A. I. : Ce prix va-t-il aider le réseau à commercialiser la gamme ?

Y. P.-D. : Il va surtout les aider à tenir l’argumentaire de vente, mais aussi de tarification et de politique haute gamme.

A. I. : Y a-t-il une recette SUV chez Volvo avec ces trois modèles ?

Y. P.-D. : Il convient de préciser que l’actionnaire propriétaire (Geely) fait totalement confiance à l’équipe suédoise avec un management très homogène. L’autre avantage, c’est d’être reparti d’une page blanche avec une nouvelle plateforme et un nouveau moteur. Les circuits de décision sont très courts sans interférence de l’actionnaire. Sans oublier une dimension qui est mondiale désormais avec des usines en Chine et aux États-Unis mais le cœur du système reste en Suède.

A. I. : La plateforme technique qui accueille ces trois SUV a-t-elle quelque chose de particulier ?

Y. P.-D. : Cette plateforme a été construite pour intégrer toutes les valeurs propres à Volvo : confort et robustesse mais également des technologies électriques avec des planchers qui accueillent des cellules de batterie sans pour autant consommer de l’espace dans un coffre, par exemple.

A. I. : C’est la première fois qu’une marque premium remporte ce prix. Pour quelle raison d’après vous ?
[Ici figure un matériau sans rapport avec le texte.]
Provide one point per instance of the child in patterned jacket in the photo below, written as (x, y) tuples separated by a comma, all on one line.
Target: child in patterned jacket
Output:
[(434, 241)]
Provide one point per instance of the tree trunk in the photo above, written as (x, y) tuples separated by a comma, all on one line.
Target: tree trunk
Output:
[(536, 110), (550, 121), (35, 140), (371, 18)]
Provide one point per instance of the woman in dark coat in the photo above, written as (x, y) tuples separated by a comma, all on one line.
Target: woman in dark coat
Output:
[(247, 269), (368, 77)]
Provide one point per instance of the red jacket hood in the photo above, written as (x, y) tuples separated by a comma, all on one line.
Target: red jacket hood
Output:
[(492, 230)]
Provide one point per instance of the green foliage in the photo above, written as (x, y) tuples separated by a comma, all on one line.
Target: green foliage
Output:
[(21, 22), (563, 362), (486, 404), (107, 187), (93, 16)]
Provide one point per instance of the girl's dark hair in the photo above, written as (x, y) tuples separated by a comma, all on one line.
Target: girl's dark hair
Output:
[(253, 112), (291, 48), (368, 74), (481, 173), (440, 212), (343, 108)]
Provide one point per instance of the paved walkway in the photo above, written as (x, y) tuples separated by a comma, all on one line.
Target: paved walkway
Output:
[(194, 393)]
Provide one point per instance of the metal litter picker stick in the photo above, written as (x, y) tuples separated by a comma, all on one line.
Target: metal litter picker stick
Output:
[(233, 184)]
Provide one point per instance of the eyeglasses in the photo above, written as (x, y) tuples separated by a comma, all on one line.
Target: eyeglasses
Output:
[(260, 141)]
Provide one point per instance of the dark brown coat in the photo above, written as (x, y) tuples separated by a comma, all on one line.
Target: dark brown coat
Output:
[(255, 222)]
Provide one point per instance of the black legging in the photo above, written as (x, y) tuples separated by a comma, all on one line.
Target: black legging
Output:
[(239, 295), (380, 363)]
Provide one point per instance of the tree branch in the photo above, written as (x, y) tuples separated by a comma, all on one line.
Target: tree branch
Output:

Y. P.-D. : C’est un ensemble de choses. Dans notre cas, je pense que nous recevons ce prix autant pour la voiture que pour la cohérence de la stratégie de la marque. Le prix n’apparaît pas non plus comme une incohérence par rapport à la valeur qui est proposée.

A. I. : Quelques mots sur cette édition 2018 du salon de Genève ?

Y. P.-D. : Je pense que cette édition est encore très traditionnelle. Je ne ressens pas les nouvelles formules, même si nous sommes dans une course aux nouvelles solutions en termes de connectivité, de services et de prestations.

A. I. : Deux évolutions planent sur le salon : la nouvelle norme WLTP et la limite de 95 g de CO2 km à l’horizon 2020. Comment abordez-vous ces échéances ?

Y. P.-D. : C’est un grand point d’interrogation. Nous sommes aujourd’hui entre les deux normes WLTP et NEDC. Quant à la règle des 95 g, nous n’aurons pas le choix et cela passera par l’électrification et l’hybridation des moteurs essence et diesel. Le WLTP est un cauchemar pour tout le monde. Sur certains modèles, l’écart est très faible, sur d’autres il est assez important. Chez Volvo, nous contrôlons à peu près la situation. Ce sujet est extrêmement sensible au niveau des flottes. Nous allons peut-être formater nos gammes en fonction de seuils prédifinis.

A. I. : Dans ce contexte, pouvez-vous nous en dire plus sur la rentabilité du réseau en France en 2017 ?

Y. P.-D. : Elle était en moyenne à 1,8 % sur les concessions multimarques avec une activité Volvo identifiée. Les points de vente Volvo totalement exclusifs tournent autour de 2,1 %. Nous avons 53 investisseurs pour 118 points de vente. Nous allons en nommer cinq cette année qui seront pour partie des extensions de territoire (Dunkerque, Valenciennes, Albi, Chalons-sur-Saône et Ajaccio).

A. I. : Que va-t-il vendre en priorité cette année ?

Y. P.-D. : Bien évidemment les trois SUV, mais aussi la berline V40. Il faut que l’on tienne jusqu’en 2020 avec ce modèle. Nous avons également mis un système de quota minimum pour vendre la berline.

A. I. : À terme, les berlines ne posent-elles pas un problème aux constructeurs ?

Y. P.-D. : Absolument, c’est un secteur extrêmement concurrentiel avec de nombreux constructeurs de qualité qui tirent les prix vers le bas.

A. I. : Où en êtes-vous au niveau de la digitalisation du réseau ?

Y. P.-D. : Lors de la rénovation du réseau avec le concept VRE (Volvo Retail Experience), nous avons adopté une approche minimaliste au niveau des investissements et de l’architecture des points de vente. Nous proposons une voiture par gamme avec des écrins de 350 à 400 m2. Nous avons été raisonnables en refusant de construire des cathédrales. Notre configurateur en ligne est assez efficace. Nous discutons avec le réseau pour aller chercher la niche des clients qui n’achèteraient que via le Web.

A. I. : À quelle échéance allez-vous déployer ce premier webstore ?

Y. P.-D. : Pour 2019, nous préparons Care by Volvo, une solution de commerce digital avec solutions packagées qui inclut tout. Le réseau jouerait un rôle dans la livraison et serait commissionné sur les services et les prestations et non plus rémunéré à l’aide de marge. C’est une partie marginale du business.